複言語のすすめ

アラビア語への誘い(?)

勝沼 聡(文学部,アラビア語)

 今回私が紹介するアラビア語は、第二言語話者を含めると話者人口は現在4億人を超え、国連公用語のひとつにも指定されている世界有数のメジャーな言語である。アラビア語由来の単語を含む言語、あるいはアラビア文字を表記に使用する言語が世界各地に数多く存在するなど、他言語に及ぼした影響も大きい。また、イスラームの聖典クルアーン(コーラン)は、アラビア語により記され、また読(誦)まれるものとされているため、ムスリム(イスラーム教徒)にとりアラビア語は信仰上も重要な地位を占める(クルアーンはアラビア語以外の数々の言語に翻訳されているが、それらはクルアーンの解釈とされる)。

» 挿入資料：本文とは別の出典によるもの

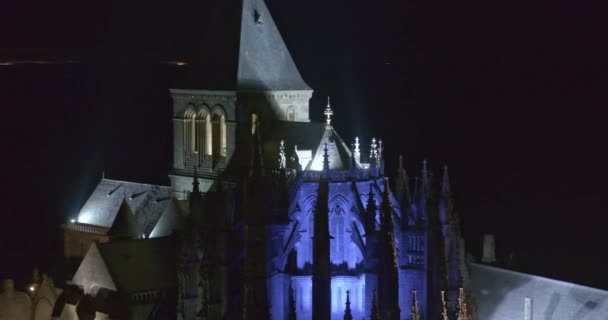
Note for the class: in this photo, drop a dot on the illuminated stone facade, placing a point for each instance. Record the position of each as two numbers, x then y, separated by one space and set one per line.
252 181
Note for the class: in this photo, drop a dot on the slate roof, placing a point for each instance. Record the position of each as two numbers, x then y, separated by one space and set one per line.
124 224
147 202
241 49
306 135
129 266
500 295
338 152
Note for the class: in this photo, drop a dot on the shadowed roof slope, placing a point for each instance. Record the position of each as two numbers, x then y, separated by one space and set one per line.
242 49
500 295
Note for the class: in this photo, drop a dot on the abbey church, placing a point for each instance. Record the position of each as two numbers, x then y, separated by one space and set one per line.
268 215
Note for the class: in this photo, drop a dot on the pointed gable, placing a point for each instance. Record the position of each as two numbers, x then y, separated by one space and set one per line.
242 50
171 220
339 153
93 273
124 225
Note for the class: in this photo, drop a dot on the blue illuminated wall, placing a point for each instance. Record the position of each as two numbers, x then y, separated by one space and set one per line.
347 205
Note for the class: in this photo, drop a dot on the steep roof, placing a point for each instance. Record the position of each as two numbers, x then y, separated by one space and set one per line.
306 135
146 201
500 295
129 266
338 152
124 224
242 49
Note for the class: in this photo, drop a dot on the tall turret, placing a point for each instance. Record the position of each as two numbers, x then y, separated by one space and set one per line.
388 279
371 254
321 283
254 237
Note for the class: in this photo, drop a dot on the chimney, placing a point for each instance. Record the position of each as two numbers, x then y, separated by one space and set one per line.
489 249
528 308
8 286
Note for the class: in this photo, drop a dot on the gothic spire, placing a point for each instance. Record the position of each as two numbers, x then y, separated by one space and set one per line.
415 310
282 157
124 225
463 313
374 313
445 183
388 279
370 217
325 162
257 162
321 281
426 179
444 308
347 313
328 113
292 304
195 183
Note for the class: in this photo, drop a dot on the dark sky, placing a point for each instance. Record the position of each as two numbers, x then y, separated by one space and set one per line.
512 95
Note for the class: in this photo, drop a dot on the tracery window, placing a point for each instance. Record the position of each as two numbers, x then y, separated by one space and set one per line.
204 131
219 131
190 140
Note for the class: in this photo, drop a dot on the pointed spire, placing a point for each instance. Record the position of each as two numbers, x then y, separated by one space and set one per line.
375 313
373 151
328 113
282 158
195 183
415 310
370 221
325 162
257 164
292 304
124 225
426 180
353 165
295 159
347 312
463 313
445 183
388 277
444 307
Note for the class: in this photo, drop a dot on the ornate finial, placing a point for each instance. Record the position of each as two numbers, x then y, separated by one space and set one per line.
444 308
325 159
463 313
195 181
282 158
328 112
347 312
415 310
292 304
445 185
375 313
373 152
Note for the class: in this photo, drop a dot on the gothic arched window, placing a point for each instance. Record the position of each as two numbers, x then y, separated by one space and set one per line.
204 130
291 113
190 141
218 131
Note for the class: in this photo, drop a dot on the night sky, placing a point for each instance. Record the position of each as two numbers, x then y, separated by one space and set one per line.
512 95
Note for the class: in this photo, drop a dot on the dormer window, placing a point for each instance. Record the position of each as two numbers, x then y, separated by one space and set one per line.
257 17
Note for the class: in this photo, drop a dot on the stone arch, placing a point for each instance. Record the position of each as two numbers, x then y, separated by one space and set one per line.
218 123
204 134
43 309
290 113
190 130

 慶應義塾大学は、そんなアラビア語の学習機会が比較的豊富な大学のひとつだ。三田キャンパスでは私が所属する文学部はもとより、法学部や言語文化研究所が講義を、さらには慶應外語が公開講座を開講している。日吉キャンパスには外国語教育研究センターや法学部による授業が設けられているほか、湘南藤沢キャンパス(SFC)はアラビア語を学生が履修可能な11言語のひとつに位置付けている。

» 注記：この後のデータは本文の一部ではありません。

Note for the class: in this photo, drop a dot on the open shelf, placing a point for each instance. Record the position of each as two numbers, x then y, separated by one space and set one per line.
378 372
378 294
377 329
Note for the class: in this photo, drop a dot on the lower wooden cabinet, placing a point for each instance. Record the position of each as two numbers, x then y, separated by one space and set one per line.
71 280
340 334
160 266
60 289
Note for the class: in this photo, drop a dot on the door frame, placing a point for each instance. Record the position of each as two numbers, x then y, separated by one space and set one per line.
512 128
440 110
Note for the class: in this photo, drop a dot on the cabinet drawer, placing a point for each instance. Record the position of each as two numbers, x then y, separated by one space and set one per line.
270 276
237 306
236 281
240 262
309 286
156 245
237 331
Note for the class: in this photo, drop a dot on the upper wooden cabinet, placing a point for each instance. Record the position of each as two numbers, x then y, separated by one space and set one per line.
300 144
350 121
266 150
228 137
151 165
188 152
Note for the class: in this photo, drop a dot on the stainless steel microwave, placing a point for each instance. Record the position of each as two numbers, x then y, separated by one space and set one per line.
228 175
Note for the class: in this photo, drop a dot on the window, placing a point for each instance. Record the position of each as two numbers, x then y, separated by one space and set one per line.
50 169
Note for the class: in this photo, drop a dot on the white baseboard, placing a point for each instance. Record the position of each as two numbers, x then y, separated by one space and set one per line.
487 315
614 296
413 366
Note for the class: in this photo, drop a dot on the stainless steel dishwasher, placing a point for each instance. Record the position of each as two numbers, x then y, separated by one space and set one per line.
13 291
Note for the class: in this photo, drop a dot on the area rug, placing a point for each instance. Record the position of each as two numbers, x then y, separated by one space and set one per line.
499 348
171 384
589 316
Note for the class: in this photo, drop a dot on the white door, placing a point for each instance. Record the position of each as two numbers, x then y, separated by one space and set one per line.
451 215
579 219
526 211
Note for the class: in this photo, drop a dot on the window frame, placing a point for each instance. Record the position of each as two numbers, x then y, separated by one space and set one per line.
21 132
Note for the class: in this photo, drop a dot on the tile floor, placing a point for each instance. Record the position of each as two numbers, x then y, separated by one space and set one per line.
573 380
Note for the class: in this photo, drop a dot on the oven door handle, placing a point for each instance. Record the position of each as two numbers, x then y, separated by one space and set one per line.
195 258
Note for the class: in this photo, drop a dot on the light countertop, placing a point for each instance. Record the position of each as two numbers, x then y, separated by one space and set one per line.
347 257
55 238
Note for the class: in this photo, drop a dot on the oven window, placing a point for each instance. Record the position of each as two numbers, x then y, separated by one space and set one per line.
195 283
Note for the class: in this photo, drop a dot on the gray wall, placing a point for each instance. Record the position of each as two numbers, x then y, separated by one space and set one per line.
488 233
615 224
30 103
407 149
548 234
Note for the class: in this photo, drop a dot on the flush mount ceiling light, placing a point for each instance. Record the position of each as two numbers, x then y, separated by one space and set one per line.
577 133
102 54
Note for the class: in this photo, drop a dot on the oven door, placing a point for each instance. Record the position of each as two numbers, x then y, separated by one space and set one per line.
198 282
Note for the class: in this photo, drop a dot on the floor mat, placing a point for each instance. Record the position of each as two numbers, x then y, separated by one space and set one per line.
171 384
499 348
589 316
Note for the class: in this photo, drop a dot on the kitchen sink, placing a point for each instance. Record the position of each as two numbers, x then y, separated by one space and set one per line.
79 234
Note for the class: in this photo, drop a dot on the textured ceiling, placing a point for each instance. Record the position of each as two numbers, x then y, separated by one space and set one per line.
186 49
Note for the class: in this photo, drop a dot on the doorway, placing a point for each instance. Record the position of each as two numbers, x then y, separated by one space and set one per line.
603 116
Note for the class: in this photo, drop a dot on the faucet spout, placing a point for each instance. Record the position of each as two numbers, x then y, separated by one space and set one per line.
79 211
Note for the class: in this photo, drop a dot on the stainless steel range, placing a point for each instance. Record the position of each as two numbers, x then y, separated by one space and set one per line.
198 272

 古今東西におけるアラビア語・アラビア文字の重要性と本学における学習機会の豊富さに比べ、アラビア語履修者の数は決して多いとは言えず、履修したものの中途で学習を放棄する学生も決して少なくない。現在は少々様子が異なるようだが(理由は後述)、私が学生の時分には季節の移り変わりとともに出席者の数は次第に減り、学年末にはわずか数人を残すのみとなることも珍しくなかった。

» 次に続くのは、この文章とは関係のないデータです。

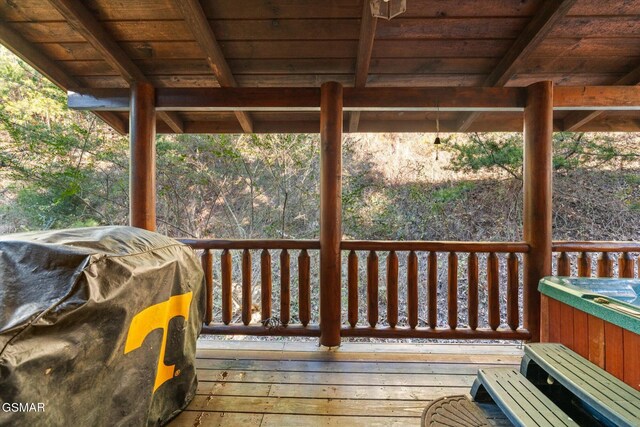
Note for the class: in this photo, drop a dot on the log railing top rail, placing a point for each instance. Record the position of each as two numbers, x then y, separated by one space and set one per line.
436 246
250 243
595 246
299 99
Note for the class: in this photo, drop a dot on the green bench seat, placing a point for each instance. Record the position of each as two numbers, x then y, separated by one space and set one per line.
606 397
522 403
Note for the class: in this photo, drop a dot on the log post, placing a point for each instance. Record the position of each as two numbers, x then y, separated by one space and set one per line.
330 212
142 175
537 177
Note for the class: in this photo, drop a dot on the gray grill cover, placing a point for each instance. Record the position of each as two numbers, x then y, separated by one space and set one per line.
84 317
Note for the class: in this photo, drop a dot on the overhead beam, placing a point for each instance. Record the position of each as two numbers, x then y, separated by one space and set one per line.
549 13
506 99
363 60
52 71
83 21
578 119
199 25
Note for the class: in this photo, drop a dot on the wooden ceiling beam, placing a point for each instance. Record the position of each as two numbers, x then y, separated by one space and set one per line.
198 23
549 13
456 98
82 20
577 119
365 47
52 71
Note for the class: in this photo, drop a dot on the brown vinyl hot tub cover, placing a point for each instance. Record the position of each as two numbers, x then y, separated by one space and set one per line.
98 326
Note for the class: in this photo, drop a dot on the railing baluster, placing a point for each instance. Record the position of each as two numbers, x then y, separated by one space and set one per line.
412 289
372 289
304 294
285 288
472 267
225 267
432 284
207 267
265 273
352 281
625 266
564 264
513 317
605 265
452 290
493 282
246 287
392 289
584 264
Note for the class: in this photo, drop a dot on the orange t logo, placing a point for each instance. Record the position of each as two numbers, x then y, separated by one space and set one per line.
154 317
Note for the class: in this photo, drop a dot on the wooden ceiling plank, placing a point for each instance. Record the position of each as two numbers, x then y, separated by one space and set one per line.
453 98
577 119
363 60
549 13
48 68
83 21
197 21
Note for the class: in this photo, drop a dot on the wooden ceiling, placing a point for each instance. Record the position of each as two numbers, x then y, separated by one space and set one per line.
262 43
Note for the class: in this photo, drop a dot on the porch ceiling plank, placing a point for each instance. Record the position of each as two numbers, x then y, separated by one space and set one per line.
32 56
577 119
365 47
197 21
83 21
172 120
549 13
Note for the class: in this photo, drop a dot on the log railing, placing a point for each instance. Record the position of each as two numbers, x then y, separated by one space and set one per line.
433 270
499 324
271 323
598 259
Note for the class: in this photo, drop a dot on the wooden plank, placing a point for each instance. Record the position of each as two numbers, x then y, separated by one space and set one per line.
613 357
202 32
290 405
331 125
555 320
566 325
86 24
549 14
355 347
580 333
363 59
631 359
382 357
596 340
537 177
321 366
576 120
191 418
284 420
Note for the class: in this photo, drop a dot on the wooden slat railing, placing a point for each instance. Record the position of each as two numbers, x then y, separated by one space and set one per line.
492 282
577 258
436 296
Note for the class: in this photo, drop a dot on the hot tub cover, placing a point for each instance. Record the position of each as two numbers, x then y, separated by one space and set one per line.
98 326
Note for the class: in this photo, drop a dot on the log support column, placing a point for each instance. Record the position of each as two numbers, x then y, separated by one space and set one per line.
330 212
142 174
537 177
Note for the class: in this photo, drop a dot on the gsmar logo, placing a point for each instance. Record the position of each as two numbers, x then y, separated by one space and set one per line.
157 317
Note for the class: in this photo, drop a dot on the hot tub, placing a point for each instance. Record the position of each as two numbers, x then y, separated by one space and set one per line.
598 319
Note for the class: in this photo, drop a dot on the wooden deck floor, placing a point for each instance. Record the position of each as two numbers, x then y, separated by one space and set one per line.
245 383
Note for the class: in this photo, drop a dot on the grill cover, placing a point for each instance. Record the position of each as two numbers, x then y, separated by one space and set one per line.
98 326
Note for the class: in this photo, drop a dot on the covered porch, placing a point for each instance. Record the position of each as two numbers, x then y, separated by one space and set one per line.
331 68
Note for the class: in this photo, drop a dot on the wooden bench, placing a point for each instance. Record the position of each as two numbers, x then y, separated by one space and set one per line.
606 397
518 399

 アラビア語は、とくに初学者にとり学習難易度が非常に高い言語とされる。なによりもまず文字自体が「くせもの」だ。ラテン文字や漢字に次ぐ使用者人口を誇るアラビア文字だが、日本列島に生きる人びとの大多数には全く馴染みのない姿形をしている。さらにアラビア文字には、単語中のどの位置(語頭、語中、語尾)にあるかにより形が微妙に(時に大きく)変わるという特徴がある。すなわち、アラビア文字体系は28文字からなるが、実際に習得するにはより多くの文字を覚えなければならないということになる。私自身、この文字を覚えるのに大変苦労した。学習を始めた当初は、長期休暇などで学習を中断するとたちまち文字の判別が怪しくなったものだった。
 文字を習得することのほかにも、初学者の前に立ちはだかる関門はある。アラビア文字には短母音を表す文字が無いため、文字(とその音価)を学習しただけでは文章を読むことはおろか、単語を読むことすら覚束ない(クルアーンや子供向けの文章には短母音を示す記号が付されるなど、例外はある)。さらに、一般的な辞書における単語の配列が特殊なため(詳細は省くが、いわゆる「アルファベット」順の配列ではない)、単語の読み方や意味を調べるために辞書を引くのにも一定の文法知識が必要となる。
 アラビア語履修の忌避を促すようなことばかり書き連ねてきたが、幸いなことに近年学習の敷居はどんどん下がっている。オンライン上のツールや辞書アプリの発達により、単語の読み方や意味、これまた初学者には煩雑極まりない動詞の活用形などの把握が容易になった結果、アラビア文字(こればかりは如何ともしがたい)を除く初級段階における学習上の「障害」は解消されつつある。
 アラビア語を学ぶことは、単に「アラビア語の現在」を知る手段を得るだけにとどまらない意味を持つ。アラビア語文法は西暦8世紀頃に確立を見た後、現在にいたるまで大きな変化を経験していない。すなわち、アラビア語を学んだならば、あなたは過去1300年に渡り蓄積されてきた膨大な知的遺産(トゥラース)に通じる扉の鍵を手に入れたことになる。扉はおいそれと開かないかもしれないし、開いた扉の先にはさらに長い道が続いているだろうが、これほどに現代語の知識が古語に通じる言語は少ないのではないだろうか。慶應義塾大学でアラビア語を学び、アラビア語文化の豊かさに触れる人が一人でも増えることを願っている。